Approximate scaling law for hadrons in extreme environments
In quantum chromodynamics (QCD), Brown–Rho (BR) scaling is an approximate scaling law for hadrons in an ultra-hot, ultra-dense medium, such as hadrons in the quark epoch during the first microsecond of the Big Bang or within neutron stars.[1]
By using effective chiral Lagrangians with a suitable incorporation of the scaling property of QCD, we establish the approximate in-medium scaling law, m* σ/m σ ≈ m* N/m N ≈ m* ρ/m ρ ≈ m* ω/m ω ≈ f* π/f π. This has a highly nontrivial implication for nuclear processes at or above nuclear-matter density.
m ρ refers to the pole mass of the ρ meson, whereas m* ρ refers to the in-medium mass[3] (or running mass in the medium) of the ρ meson according to QCD sum rules.[4] The omega meson, sigma meson, and neutron are denoted by
ω, σ, and N, respectively. The symbol f π denotes the free-space pion decay constant. (Decay constants have a "running time" and a "pole time" similar to the "running mass" and "pole mass" concepts, according to special relativity.) The symbol F π is also used to denote the pion decay constant.[5]

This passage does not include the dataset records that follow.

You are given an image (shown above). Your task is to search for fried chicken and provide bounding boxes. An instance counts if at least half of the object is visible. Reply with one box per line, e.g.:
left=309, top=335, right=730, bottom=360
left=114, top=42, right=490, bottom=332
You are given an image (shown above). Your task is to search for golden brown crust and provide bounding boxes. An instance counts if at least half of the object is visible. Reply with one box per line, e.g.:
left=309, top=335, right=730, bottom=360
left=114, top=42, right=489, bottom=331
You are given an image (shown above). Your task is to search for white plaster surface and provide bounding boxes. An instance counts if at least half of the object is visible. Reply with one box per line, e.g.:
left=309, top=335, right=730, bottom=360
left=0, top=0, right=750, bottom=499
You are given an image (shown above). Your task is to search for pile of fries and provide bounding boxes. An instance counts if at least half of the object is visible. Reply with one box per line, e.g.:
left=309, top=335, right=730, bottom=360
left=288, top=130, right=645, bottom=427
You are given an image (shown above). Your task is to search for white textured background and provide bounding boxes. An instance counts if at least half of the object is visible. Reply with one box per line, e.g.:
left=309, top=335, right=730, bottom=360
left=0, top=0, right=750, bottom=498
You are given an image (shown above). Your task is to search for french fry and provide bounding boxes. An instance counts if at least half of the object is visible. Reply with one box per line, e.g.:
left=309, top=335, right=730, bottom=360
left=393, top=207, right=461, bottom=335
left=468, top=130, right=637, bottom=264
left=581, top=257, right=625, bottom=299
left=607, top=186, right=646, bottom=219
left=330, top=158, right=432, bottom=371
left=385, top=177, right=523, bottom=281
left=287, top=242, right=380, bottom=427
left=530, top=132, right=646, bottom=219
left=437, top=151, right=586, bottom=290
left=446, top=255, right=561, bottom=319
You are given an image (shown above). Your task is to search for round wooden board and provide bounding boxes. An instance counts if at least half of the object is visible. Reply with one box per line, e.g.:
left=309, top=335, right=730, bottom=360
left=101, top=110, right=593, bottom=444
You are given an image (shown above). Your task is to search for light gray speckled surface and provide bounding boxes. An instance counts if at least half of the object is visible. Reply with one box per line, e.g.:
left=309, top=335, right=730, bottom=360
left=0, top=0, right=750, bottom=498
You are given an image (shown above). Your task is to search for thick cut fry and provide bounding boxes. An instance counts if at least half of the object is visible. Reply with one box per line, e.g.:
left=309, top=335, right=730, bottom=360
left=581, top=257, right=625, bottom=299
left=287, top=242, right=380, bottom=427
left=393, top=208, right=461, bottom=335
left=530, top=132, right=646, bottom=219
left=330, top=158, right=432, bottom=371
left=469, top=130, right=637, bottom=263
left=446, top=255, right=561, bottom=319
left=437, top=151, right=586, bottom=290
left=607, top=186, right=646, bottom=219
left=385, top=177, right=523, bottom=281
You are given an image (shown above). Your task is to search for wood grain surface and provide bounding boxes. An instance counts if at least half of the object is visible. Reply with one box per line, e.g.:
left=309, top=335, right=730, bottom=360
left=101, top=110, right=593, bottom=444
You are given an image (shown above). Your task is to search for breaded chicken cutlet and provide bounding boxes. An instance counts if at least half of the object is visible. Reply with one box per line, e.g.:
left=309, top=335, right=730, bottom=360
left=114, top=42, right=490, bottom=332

For hadrons, a large part of their masses are generated by the chiral condensate. Since the chiral condensate may vary significantly in hot and/or dense matter, hadron masses would also be modified. ... Brown–Rho scaling ... suggests that the partial restoration of the chiral symmetry can be experimentally accessible by measuring in-medium hadron masses, and triggered many later theoretical and experimental works. Theoretically, a similar behavior is also found in the NJL model ... and the QCD sum rule ...[6]
The hypothesis of Brown–Rho scaling is supported by experimental evidence on beta decay of 14C to the 14N ground state.[3]